The book tells the story of Kitty Larsen, a girl growing up in England, then America, then England again... Her transient adolescence is due in no small part to her flighty mother's pursuit of men and happiness. Grown-Ups swings fluidly from Kitty's past to her present, and back again. It has a timeless quality that is lovely and refreshing. Save for a few British pop culture references, it could've taken place at almost any time.
Grown-Ups is as much about her mother as it is about Kitty. Marina is at once despicable and lovable (though by the end I had settled on the latter). A beautiful, bohemian, talented artist, she captures the fancy of many men- and vice versa. Eventually, she reveals the extent of her instability.

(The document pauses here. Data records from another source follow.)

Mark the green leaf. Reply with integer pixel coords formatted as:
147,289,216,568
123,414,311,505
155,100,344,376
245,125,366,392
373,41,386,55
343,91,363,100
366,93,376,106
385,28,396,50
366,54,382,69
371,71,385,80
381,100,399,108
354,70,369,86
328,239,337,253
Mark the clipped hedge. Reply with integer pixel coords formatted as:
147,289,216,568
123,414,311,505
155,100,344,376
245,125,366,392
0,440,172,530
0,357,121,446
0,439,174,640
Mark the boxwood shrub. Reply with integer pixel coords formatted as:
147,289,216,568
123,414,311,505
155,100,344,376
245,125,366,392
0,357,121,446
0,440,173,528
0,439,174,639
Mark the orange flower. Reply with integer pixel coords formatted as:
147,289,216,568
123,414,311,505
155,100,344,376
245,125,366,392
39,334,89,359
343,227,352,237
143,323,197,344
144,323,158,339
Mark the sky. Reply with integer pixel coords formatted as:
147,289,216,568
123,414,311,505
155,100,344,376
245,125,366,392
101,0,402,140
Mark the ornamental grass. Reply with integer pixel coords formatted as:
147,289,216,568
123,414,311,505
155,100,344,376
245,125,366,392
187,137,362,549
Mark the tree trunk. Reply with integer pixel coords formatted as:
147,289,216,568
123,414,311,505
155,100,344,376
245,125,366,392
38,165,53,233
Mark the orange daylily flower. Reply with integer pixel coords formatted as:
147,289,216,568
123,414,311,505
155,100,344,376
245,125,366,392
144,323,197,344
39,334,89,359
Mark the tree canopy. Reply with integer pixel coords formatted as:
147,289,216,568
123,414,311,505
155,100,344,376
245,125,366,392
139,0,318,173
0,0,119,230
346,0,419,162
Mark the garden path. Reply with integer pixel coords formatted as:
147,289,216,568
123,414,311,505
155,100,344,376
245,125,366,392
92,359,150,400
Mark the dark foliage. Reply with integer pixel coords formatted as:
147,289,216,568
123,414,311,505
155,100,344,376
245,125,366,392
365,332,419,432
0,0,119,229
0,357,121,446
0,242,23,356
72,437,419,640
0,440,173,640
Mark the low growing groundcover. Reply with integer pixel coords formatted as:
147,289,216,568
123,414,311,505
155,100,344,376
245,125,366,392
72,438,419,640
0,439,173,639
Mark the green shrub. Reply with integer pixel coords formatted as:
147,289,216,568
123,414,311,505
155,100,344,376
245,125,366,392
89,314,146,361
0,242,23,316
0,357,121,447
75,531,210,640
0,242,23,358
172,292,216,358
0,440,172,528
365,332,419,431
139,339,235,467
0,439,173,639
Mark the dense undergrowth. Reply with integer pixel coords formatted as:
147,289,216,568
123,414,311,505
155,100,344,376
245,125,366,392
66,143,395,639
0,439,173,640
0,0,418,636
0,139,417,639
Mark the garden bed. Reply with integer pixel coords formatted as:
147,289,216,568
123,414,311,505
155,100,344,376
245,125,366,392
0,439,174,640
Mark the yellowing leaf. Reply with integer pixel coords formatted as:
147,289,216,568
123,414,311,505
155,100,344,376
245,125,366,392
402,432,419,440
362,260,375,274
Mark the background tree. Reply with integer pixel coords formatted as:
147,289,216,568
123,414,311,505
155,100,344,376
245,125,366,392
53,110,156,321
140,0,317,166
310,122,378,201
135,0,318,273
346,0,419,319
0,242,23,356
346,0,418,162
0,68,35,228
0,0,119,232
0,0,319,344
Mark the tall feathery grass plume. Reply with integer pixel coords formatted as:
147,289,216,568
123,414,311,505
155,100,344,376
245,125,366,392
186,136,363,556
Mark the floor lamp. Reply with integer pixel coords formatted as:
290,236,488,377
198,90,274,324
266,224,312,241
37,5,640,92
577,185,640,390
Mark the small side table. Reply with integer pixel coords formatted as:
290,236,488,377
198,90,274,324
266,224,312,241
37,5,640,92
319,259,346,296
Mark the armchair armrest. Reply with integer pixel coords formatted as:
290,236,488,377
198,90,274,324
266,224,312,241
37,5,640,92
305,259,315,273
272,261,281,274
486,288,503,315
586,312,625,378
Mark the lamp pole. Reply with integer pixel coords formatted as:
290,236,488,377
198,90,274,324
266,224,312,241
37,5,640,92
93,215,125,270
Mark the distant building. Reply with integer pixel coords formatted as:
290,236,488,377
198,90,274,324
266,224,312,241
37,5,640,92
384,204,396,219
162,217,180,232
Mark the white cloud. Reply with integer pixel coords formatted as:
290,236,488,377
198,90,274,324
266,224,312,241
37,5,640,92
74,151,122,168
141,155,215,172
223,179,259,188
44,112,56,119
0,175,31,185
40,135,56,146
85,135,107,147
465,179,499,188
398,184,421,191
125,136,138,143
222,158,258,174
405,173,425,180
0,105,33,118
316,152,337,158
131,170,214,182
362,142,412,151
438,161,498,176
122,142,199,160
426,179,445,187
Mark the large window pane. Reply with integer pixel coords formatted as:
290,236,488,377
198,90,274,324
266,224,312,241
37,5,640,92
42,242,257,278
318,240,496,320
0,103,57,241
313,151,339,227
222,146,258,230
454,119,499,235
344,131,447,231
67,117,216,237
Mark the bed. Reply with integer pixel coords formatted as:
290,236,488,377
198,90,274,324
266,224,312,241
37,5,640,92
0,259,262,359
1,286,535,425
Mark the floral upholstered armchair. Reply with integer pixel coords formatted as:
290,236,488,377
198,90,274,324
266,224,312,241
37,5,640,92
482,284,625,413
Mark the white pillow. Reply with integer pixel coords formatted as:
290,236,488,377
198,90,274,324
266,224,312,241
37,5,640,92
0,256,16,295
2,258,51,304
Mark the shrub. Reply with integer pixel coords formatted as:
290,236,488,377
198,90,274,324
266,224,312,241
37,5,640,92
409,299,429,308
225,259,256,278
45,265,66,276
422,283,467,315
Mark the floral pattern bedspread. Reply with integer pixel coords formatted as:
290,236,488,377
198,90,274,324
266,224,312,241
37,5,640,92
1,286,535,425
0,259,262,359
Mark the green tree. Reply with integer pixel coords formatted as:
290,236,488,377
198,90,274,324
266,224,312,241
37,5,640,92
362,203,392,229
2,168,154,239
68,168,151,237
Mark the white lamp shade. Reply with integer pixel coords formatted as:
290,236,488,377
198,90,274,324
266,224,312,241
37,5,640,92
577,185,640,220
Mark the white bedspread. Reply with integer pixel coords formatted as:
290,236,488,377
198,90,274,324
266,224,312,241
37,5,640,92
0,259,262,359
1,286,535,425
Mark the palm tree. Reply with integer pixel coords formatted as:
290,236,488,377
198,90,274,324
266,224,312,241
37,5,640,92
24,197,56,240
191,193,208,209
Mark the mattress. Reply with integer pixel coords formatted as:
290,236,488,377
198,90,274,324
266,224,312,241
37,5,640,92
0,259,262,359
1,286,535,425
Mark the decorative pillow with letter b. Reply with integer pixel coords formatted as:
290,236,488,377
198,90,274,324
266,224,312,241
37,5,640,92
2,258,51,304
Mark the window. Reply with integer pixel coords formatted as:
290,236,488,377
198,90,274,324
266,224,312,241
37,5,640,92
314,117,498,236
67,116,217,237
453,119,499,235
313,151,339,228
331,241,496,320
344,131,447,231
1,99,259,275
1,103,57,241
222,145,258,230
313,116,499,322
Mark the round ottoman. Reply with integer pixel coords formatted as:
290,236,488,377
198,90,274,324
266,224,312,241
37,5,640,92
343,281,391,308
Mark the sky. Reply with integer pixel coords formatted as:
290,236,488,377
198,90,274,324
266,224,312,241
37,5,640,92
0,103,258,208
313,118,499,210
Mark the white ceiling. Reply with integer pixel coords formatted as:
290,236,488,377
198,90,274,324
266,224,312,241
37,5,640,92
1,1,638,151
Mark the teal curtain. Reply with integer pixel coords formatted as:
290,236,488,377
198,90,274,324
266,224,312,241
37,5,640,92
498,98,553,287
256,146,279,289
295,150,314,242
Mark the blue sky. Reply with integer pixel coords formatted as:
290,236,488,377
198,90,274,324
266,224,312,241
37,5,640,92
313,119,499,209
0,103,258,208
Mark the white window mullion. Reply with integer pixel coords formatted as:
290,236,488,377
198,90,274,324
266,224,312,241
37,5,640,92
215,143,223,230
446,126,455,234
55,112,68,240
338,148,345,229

Kitty's preteen years reminded so much of my own that I couldn't help but love her. She wore large glasses, adored her mother, and practiced a careful skin-care regimen. She never quite felt she had the "right" clothes. She had a vivid imagination, and worried about strange, implausible events. She was intrigued by different cultures and faiths.
I loved this book. It is charming and poignant. Put this on your summer reading list!